Traditionally, attitude and mood are not considered when encountering truth, although Heidegger offers otherwise in his book Being and Time. The connection here, is that to address your concerns (and the concerns of those you care about) you must be attuned, and that requires that you be in the right mood for the world to disclose to you what is relevant to your concerns.
Our world has become very complex, as we have different agencies in many different domains simultaneously, including technology, politics, finance, medicine, culture, and so on. Within each of those domains there are multiple mechanisms, each with different agencies operating with potentially very different rationalities/mechanisms. To try to sort this out requires that we navigate different logics successfully, sorting out what is (ir)relevant with each different situation.
For many of us, this means being able to fill out appropriate paperwork and navigate context-specific language (such as the jargon of health insurance companies).

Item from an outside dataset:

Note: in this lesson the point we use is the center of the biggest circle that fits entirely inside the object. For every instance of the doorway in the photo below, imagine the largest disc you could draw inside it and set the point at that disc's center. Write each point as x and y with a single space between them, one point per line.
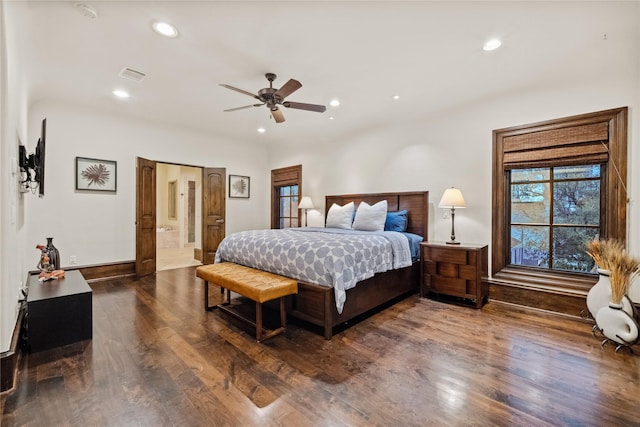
178 222
212 212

Whether we know it or not, we are already in a metamodern world, requiring that we navigate these different rationalities. You may not have known it before, but you already operate with some capacity for metarationality.
The issue is — if we are not aware of our choices — so despite our freedom, we won’t truly be metarational. Instead, we will stick with the same sensemaking mechanism we’ve always used, perhaps applying it ineffectually, creating more problems for ourselves later on.
After all, that is what we have been doing so far, stubbornly and ineffectually.